The first attempt in a decade to establish a new energy policy for the nation was an exercise in majority-party excess. The energy bill sank under the weight of special interest deals. It cost too much, it was filled with scandalous industry giveaways and Democrats weren't even allowed to see the bill until 48 hours before the scheduled vote (WN
24 Oct 03). But in the end, it was methyl tertiary butyl ether (M.T.B.E.) that doomed the bill for this session. Added to gasoline to increase octane, Municipal governments in 17 states have filed suits against the makers of M.T.B.E., which has a way of winding up in groundwater. All of this stuff seems to be made in or near the Houston district of House Majority Leader Tom DeLay. DeLay insisted the bill have a provision immunizing the makers against lawsuits. To calm the resulting outrage, Delay proposed banning M.T.B.E. by 2015 -- while giving the makers $2B to!
help them shift to other products.
2. DEFENSE: A MUSHROOM CLOUD? RELAX, IT'S ONLY A MINI-NUKE.

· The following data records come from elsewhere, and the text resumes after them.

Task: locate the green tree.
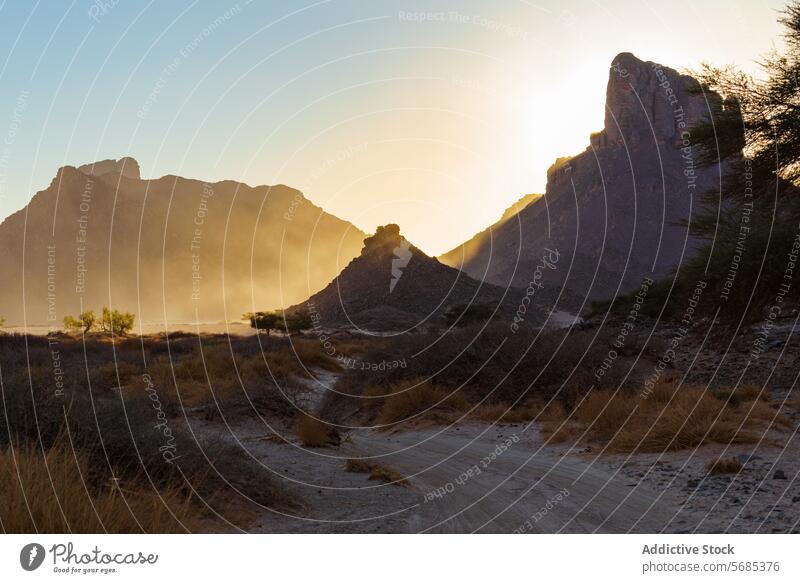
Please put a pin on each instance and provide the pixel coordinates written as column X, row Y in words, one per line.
column 748, row 224
column 116, row 322
column 264, row 321
column 85, row 322
column 280, row 320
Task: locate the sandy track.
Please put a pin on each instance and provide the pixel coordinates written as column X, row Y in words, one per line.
column 517, row 489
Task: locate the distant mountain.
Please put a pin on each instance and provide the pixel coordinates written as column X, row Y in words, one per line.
column 392, row 285
column 171, row 249
column 611, row 211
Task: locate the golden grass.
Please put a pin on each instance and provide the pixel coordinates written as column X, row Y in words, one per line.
column 669, row 418
column 412, row 398
column 724, row 466
column 376, row 471
column 31, row 502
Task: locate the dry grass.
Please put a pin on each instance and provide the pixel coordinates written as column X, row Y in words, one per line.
column 415, row 398
column 46, row 494
column 669, row 418
column 376, row 472
column 724, row 466
column 314, row 433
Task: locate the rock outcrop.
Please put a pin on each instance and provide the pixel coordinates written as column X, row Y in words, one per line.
column 170, row 249
column 127, row 167
column 393, row 286
column 614, row 210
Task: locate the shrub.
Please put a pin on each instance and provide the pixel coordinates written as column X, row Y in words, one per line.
column 116, row 322
column 85, row 322
column 376, row 471
column 414, row 398
column 724, row 466
column 670, row 418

The $400B Defense Authorization bill was signed by the President on Monday. Among other things, it lifted a decades-old ban on research into low-yield nuclear weapons and authorized $15M for continued research on a nuclear bunker-buster. The deal was that only 6.1 (basic) and 6.2 (applied) research could be funded. Advanced development (6.3), which includes testing, is ruled out, but that's clearly where we're headed. As the leaked Nuclear Posture Review made clear (WN
15 Mar 02), the real goal of mini-nukes is to blur distinctions between conventional and nuclear. The bill also exempts the military from the provisions of the Endangered Species Act and the Marine Mammal Protection Act.
3. FBI: IDENTICAL BULLETS? RELAX, COULD THE FBI MAKE A MISTAKE?
In the next few weeks, according to an Associated Press story, the National Academy of Sciences is expected to release a study of the procedures the FBI has long used to match bullets to crimes. Having already shown the Polygraph test, much beloved by the FBI, to be about as accurate as a coin toss (WN
18 Apr 03), NAS now finds the techniques used by the FBI to match bullets through their lead content to be flawed or imprecise. The FBI analysis relies on the assumption that bullets from the same batch of lead share a common chemical fingerprint. But the NAS report urges FBI chemists to stop "data chaining," in which they conclude that if the lead content of bullet A matches bullet B, and bullet B's content matches that of bullet C, they can assume that bullet A and bullet C match. The effect is to increase the range of difference that would be allowed for a "match" without acknowledging a relaxed standard.!
Thousands of criminal cases could be affected. On this Thanksgiving, be thankful we live in a country where law enforcement agencies can be challenged.